Children affected by stunting have survived early childhood malnutrition but will likely face lifelong health problems and physical and cognitive delays. Wasting is caused by acute hunger. Children with wasting are far too thin for their height. Severe acute malnutrition, if not treated in time, often leads to death. Nearly 5 percent of children in low-income countries are affected by both stunting and wasting, meaning that they are up to eight times as likely to die as children who are not malnourished.

Bread for the World has been particularly active on nutrition issues since The Lancet published its first report on maternal/child nutrition in 2008. It is hard to overstate the influence that this landmark report has had on the nutrition community, including anti-hunger advocates.

The report established that the most critical time for human nutrition is the “1,000 Days” window between pregnancy and a child’s second birthday. Very young children are far more likely to die of malnutrition than older children or adults. Those who survive are very likely to suffer from the lifelong impacts of stunting.

The Lancet reports synthesize vast amounts of research data to compile a list of the most effective actions to prevent and treat malnutrition during this 1,000 Days period. These cost-effective, relatively straightforward nutrition actions can prevent malnutrition or identify and treat it early on.

Despite a far clearer understanding of what works, progress has been far too slow. Little was accomplished in the several years leading up to the COVID-19 pandemic, and no country is on track to meet all 10 World Health Assembly targets for 2025.

The significant gains of previous decades are now being reversed by the pandemic’s secondary effects. These include, for example, lockdowns to slow the spread of the virus and decisions to divert healthcare resources and providers to treat COVID patients.
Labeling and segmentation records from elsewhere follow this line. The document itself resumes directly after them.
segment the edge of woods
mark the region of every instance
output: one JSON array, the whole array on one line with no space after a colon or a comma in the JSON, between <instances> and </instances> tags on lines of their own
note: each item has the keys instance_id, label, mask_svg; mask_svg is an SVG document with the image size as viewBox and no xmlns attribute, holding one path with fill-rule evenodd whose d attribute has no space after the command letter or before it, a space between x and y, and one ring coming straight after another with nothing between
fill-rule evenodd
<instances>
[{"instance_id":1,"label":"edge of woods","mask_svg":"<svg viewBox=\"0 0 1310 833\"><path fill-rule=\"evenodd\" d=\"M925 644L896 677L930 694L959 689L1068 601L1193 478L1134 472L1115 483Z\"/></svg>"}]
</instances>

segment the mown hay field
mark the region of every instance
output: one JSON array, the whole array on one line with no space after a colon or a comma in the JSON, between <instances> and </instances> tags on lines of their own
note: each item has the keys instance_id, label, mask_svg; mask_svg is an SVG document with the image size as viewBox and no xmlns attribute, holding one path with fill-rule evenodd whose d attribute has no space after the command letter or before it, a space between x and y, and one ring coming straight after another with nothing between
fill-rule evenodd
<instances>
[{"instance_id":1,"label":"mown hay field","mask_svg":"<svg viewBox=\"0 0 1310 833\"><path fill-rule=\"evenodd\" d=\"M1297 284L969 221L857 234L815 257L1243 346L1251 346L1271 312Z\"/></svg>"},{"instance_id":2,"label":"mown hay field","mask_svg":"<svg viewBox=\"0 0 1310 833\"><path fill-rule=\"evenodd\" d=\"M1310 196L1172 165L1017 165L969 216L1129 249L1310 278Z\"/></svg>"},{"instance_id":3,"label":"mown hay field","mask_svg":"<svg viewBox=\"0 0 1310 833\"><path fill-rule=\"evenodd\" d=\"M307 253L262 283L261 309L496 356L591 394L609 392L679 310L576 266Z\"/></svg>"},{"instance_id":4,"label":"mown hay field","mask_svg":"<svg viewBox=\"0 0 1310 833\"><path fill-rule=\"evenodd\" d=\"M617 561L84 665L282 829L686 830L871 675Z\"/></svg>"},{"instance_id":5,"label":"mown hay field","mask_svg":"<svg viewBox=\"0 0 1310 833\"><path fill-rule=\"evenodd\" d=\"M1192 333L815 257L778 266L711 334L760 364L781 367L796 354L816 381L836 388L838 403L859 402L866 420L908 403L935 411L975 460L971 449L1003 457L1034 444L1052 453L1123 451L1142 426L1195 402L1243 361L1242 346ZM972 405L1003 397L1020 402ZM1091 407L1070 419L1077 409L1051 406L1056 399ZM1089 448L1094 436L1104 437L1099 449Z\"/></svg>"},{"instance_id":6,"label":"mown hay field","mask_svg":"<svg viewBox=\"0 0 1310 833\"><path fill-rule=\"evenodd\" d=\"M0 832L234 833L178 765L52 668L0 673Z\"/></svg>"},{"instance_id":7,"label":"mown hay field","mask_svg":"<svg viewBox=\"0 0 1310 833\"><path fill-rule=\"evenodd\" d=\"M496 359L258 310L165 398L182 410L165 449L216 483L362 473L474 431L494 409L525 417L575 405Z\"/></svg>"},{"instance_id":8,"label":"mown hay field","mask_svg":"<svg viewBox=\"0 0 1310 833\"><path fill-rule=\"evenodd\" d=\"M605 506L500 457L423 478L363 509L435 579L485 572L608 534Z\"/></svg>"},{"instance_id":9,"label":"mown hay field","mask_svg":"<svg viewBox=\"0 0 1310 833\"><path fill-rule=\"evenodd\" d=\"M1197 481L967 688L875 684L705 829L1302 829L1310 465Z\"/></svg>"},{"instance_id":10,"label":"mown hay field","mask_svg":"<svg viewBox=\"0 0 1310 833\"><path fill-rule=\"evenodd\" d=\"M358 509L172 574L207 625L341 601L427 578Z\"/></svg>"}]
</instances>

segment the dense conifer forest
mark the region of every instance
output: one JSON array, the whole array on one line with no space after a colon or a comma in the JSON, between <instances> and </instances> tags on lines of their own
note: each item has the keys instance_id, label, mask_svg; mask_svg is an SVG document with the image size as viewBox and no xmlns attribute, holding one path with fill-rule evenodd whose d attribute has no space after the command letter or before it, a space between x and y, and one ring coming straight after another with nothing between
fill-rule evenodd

Since March 2020, many young children and pregnant women have had only intermittent access, or none at all, to lifesaving health and nutrition services. Children have missed regularly scheduled screenings to identify and treat malnutrition before significant harm is done. Many have also missed key windows for vaccinations against childhood diseases that routinely take the lives of children in many countries.

This is why the Nutrition for Growth Year of Action is so important. Armed with knowledge, the global community needs to mobilize to stop further reversals of nutrition gains and resume moving forward as soon as possible.  

Michele Learner is managing editor with Bread for the World Institute.